= Graham Mylne =

Australian politician

Graham Mylne (15 October 1834 – 5 April 1876) was an Australian politician and pastoralist in the Colony of Queensland. He was a Member of the Queensland Legislative Assembly. He was the member for Warrego from 24 June 1867 to 18 September 1868.

== Early life ==
Graham Mylne was born on 15 October 1834 in St Andrews, Fife, Scotland. He was a Lieutenant in the 95th regiment of the British Army from 1853 to 1861, seeing action on Deesa, India in 1854, the Crimea 1855, Lucknow 1857, Hunker 1858, Burugain, Sandi and Ruiya 1859.

==Australia==
Graham arrived in Australia in 1859 to manage the family grazing property Eatonswill, near Grafton, New South Wales, and in 1860 married Helena White daughter of William and Jane White of Lota in Manly, Queensland.

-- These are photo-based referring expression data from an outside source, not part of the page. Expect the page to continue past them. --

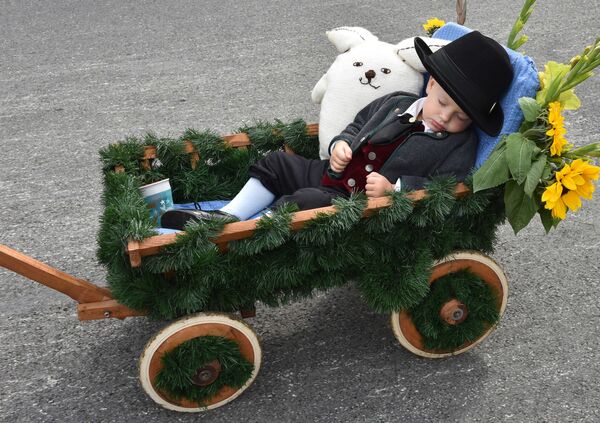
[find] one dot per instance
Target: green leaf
(547, 171)
(520, 208)
(531, 108)
(568, 100)
(534, 175)
(547, 220)
(493, 172)
(519, 151)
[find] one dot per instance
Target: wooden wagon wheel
(453, 312)
(199, 327)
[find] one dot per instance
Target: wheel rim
(203, 324)
(477, 263)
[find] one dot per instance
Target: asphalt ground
(76, 76)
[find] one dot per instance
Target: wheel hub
(207, 374)
(454, 312)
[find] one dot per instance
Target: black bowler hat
(475, 71)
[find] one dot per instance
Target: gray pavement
(75, 76)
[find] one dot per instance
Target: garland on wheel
(180, 365)
(389, 254)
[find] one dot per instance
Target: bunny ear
(346, 37)
(408, 54)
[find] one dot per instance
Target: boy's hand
(340, 157)
(377, 185)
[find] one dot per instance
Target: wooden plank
(149, 152)
(105, 310)
(80, 290)
(237, 140)
(241, 230)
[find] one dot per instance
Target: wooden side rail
(241, 140)
(241, 230)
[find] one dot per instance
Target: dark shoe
(177, 219)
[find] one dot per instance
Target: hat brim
(444, 71)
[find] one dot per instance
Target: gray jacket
(422, 155)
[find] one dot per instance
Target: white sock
(251, 199)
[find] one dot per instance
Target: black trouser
(295, 179)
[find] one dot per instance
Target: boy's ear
(408, 54)
(346, 37)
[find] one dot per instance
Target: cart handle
(80, 290)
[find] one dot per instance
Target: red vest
(366, 159)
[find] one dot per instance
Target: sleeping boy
(396, 142)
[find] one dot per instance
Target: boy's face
(440, 112)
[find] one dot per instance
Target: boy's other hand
(340, 157)
(377, 185)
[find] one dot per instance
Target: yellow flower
(432, 25)
(552, 193)
(577, 179)
(572, 200)
(556, 120)
(586, 190)
(558, 208)
(570, 177)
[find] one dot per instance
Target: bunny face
(373, 68)
(365, 70)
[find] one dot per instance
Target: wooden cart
(96, 302)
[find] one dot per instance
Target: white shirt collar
(415, 109)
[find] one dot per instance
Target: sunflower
(557, 131)
(433, 25)
(573, 182)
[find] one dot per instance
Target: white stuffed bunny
(365, 70)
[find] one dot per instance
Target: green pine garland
(182, 363)
(388, 255)
(470, 290)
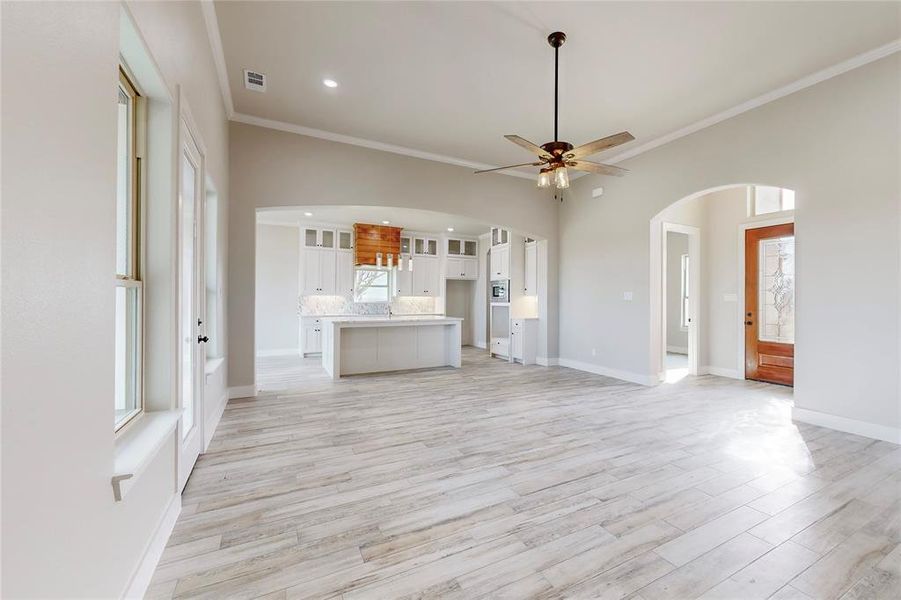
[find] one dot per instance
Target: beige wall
(837, 145)
(277, 282)
(277, 169)
(63, 534)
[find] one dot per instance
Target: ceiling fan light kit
(558, 156)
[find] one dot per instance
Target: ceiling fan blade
(533, 148)
(584, 165)
(510, 167)
(602, 144)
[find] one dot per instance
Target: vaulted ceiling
(452, 78)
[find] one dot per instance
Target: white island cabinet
(354, 345)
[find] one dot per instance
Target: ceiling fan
(555, 157)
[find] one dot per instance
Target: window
(129, 288)
(765, 200)
(684, 305)
(371, 285)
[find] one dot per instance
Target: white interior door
(191, 356)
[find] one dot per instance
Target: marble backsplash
(344, 305)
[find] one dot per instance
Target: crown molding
(371, 144)
(212, 26)
(212, 30)
(796, 86)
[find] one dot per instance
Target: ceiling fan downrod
(556, 40)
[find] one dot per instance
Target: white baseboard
(140, 580)
(278, 352)
(209, 428)
(870, 430)
(608, 372)
(721, 372)
(242, 391)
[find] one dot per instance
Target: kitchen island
(355, 345)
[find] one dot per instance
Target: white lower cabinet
(310, 335)
(462, 268)
(500, 347)
(425, 277)
(524, 340)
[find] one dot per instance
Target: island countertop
(377, 343)
(393, 320)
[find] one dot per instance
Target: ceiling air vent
(254, 81)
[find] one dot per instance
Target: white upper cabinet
(462, 247)
(314, 237)
(345, 240)
(530, 288)
(500, 262)
(426, 277)
(462, 268)
(423, 246)
(344, 280)
(403, 283)
(319, 272)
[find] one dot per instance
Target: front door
(190, 310)
(770, 304)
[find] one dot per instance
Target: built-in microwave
(500, 290)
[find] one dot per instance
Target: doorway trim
(787, 217)
(694, 276)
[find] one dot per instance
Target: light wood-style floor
(501, 481)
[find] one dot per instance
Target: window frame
(684, 313)
(387, 286)
(132, 279)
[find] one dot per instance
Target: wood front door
(770, 304)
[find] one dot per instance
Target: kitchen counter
(354, 344)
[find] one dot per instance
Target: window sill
(138, 446)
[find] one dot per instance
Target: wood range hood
(370, 240)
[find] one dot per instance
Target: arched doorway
(714, 316)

In 1864, he moved to Roma, Queensland, in the Maranoa district, where he leased the grazing property Amby Downs in partnership with Sir Robert Herbert, the Premier of Queensland, and Sir John Bramston, the Attorney-General of Queensland. He returned to Eatonswill in 1869 with his wife Helena and six children and lived there until his untimely death in 1876, aged 42.

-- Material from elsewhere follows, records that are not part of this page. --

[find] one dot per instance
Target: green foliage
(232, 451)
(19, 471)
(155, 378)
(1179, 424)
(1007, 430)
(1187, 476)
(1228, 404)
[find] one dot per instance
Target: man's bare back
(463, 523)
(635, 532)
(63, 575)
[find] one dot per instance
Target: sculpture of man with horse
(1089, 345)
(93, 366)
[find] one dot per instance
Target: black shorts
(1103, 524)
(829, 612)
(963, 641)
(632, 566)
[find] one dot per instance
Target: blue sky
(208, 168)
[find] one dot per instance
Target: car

Graham was a member of the Queensland Legislative Assembly, Member for Maranoa, and of the Queensland and Australian Clubs, and also a frequent guest of the governor Sir George Bowen and his wife Diamantina at Government House, Brisbane, they being of similar age and close friends. He died on 5 April 1876 in Grafton, New South Wales.

==Nina Mylne and Sir Ninian Stephen==
His daughter and heiress Nina was travelling around Europe, when she employed as a paid companion one Barbara Stephen, who had recently been abandoned by her husband, with a new baby to look after. The baby was christened Ninian, after Nina, who paid for his early schooling in Edinburgh, London, Montreux, and Melbourne. Ninian Stephen went on to become a Justice of the High Court of Australia and Australia's longest-lived governor-general, and was knighted five times. Sir Ninian Stephen was told his father had died, and did not discover until 2003 that he had in fact moved to Canada and started a new family there.

==Historical Objects==
The tunic of Graham Mylne from his service in the British Army is held by the Queensland Military Historical Society at Fort Lytton National Park.

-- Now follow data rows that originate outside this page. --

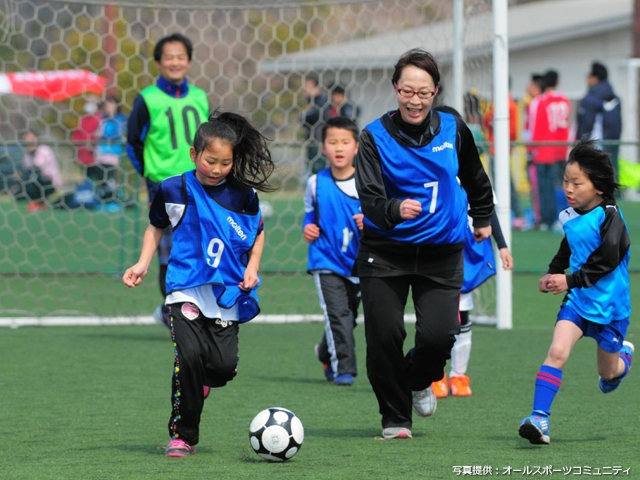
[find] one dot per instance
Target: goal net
(63, 257)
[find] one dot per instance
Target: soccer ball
(276, 434)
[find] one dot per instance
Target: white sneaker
(424, 402)
(391, 433)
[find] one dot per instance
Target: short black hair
(550, 78)
(418, 58)
(596, 164)
(599, 71)
(174, 37)
(338, 89)
(344, 123)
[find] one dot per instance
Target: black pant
(392, 374)
(339, 300)
(206, 353)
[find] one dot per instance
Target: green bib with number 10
(174, 122)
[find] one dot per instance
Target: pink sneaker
(179, 448)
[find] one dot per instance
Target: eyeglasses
(408, 93)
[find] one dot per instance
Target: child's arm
(310, 229)
(498, 236)
(359, 218)
(603, 260)
(135, 274)
(558, 265)
(251, 272)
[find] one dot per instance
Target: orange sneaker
(36, 206)
(460, 386)
(441, 388)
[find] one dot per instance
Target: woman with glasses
(417, 171)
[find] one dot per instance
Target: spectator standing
(87, 131)
(111, 133)
(535, 87)
(600, 113)
(550, 118)
(332, 225)
(160, 130)
(487, 125)
(417, 173)
(311, 119)
(339, 105)
(39, 176)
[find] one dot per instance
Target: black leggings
(394, 375)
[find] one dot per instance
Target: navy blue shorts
(608, 336)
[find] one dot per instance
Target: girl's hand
(134, 275)
(310, 232)
(481, 233)
(557, 283)
(359, 218)
(250, 280)
(410, 209)
(542, 283)
(507, 258)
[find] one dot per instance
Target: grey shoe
(424, 402)
(391, 433)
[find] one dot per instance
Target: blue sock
(627, 364)
(548, 383)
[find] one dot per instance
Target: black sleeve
(560, 262)
(158, 216)
(137, 126)
(382, 211)
(496, 231)
(473, 178)
(606, 258)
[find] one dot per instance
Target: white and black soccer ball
(276, 434)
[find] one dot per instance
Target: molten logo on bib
(190, 311)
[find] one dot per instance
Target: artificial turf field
(93, 402)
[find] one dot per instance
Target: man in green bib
(160, 130)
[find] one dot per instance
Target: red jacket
(86, 131)
(549, 122)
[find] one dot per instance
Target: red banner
(52, 85)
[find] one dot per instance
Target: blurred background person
(339, 105)
(39, 176)
(87, 130)
(600, 113)
(111, 134)
(550, 117)
(311, 121)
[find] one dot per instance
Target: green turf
(93, 403)
(51, 271)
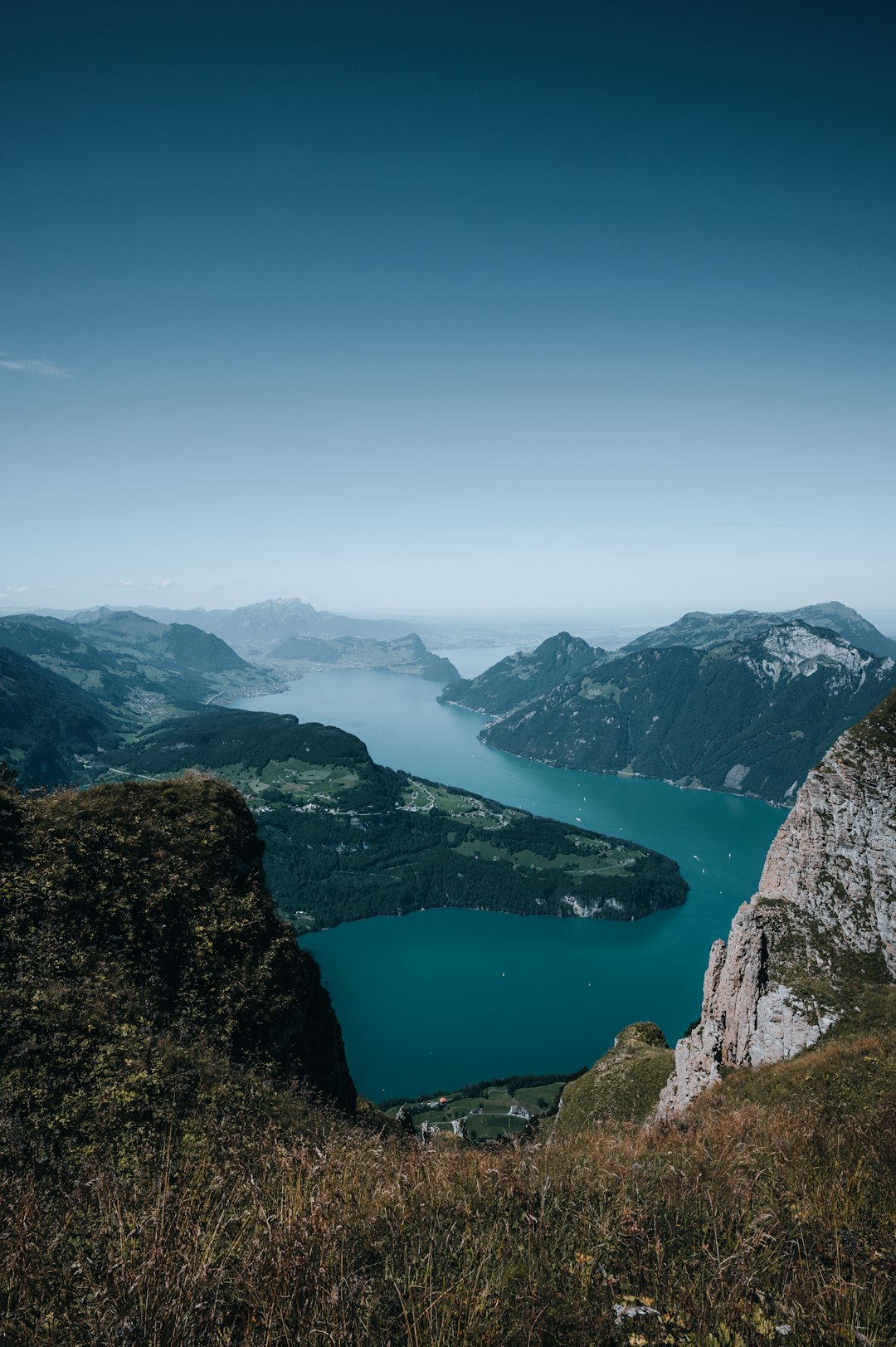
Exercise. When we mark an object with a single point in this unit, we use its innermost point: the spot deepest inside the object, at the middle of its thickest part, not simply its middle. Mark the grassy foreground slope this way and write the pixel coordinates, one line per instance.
(347, 838)
(162, 1180)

The tunic was handed down by the family at Lota House, it was later donated by the family to the Queensland Women's Historical Association when the family donated Lota House to the church. During the 1990's, the QWHA began rationalising its collection to fit with its charter and many Military items were subsequently donated to QMHS and the Supreme Court of Queensland Library.